A Sixt electric car for car-sharing stands in Berlin, Germany. Photo: Sean Gallup/Getty Images
A Sixt electric car for car-sharing stands in Berlin, Germany. Photo: Sean Gallup/Getty Images

High demand for rental cars and the sale of its DriveNow stake helped German car rental giant Sixt more than double annual profits to €439m (£376m, $498m) in 2018 from the year before on sales of €2.9bn (£2.5bn, $3.3bn). That marks the fifth record year in a row and the most successful in its history, Sixt said.

The company said that it expects to keep expanding globally. After launching in the US in 2011, Sixt is now in fourth place in the world’s biggest car-rental market, with sales up by nearly 19% last year and seven new locations added to its network.

Sixt’s performance in 2018 was also bolstered by the sale of its 50% stake in car-sharing business DriveNow to its partner BMW for €209m (£184m, $259m) at the beginning of the year.

BMW announced last month that DriveNow would merge with Daimler’s Car2Go sharing platform.

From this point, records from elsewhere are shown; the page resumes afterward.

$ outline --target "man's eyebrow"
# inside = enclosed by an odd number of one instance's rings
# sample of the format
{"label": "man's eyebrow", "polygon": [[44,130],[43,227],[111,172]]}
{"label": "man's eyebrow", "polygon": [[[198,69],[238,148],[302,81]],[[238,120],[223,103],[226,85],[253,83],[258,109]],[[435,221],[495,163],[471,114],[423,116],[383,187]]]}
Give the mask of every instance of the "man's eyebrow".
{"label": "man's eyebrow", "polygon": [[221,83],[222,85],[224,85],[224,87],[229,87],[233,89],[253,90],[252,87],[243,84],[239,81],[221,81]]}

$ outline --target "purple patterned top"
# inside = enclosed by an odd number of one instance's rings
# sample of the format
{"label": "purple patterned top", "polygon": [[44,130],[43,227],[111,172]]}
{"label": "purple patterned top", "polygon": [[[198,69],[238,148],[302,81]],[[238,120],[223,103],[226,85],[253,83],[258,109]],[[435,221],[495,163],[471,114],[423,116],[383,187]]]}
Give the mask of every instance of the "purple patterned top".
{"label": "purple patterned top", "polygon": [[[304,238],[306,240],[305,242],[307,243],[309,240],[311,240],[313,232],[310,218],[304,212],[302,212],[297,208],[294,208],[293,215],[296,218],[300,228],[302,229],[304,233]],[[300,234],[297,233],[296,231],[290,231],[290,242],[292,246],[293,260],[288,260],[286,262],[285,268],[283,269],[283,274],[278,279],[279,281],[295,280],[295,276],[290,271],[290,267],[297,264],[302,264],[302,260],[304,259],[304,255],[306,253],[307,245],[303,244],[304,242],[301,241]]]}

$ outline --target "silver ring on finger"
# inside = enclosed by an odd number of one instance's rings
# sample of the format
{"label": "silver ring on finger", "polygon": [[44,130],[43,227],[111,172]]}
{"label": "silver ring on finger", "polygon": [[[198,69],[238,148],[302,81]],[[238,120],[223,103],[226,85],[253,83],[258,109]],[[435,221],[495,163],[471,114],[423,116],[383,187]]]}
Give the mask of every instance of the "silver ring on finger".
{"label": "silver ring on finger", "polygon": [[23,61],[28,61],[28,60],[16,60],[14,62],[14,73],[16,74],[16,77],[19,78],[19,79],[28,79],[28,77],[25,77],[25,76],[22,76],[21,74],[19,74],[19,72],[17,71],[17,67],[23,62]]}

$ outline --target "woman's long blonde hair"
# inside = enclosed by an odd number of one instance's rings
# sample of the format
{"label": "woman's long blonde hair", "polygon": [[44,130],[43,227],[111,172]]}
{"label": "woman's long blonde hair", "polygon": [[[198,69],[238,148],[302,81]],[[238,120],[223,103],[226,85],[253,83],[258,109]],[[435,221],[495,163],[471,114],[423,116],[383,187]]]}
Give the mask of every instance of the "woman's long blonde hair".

BMW (BMW.DE) and Daimler (DAI.DE) are investing €1bn (£870m, $1.1bn) on the joint venture to challenge the likes of Uber.

READ MORE: Daimler and BMW invest €1bn into joint venture to challenge Uber’s dominance

Now, just a little over a year after getting rid of DriveNow, Sixt is getting back into carsharing and going up against its former partner BMW. Last month Sixt started rolling out an app-based mobility platform for its 20 million customers.

“As a market leader with approximately 240,000 vehicles worldwide, we have built up a strong customer base,” Sixt chief strategy officer Alexander Sixt said.

“Now, with our new mobility platform ‘ONE’ … we are bringing together things that belong together and are combining car rental, car sharing, and ride-hailing/taxi into the world’s first and fully integrated mobility platform.”

Sixt, Germany’s first car rental company, was founded in Munich by Martin Sixt in 1912. It is still majority owned by the family.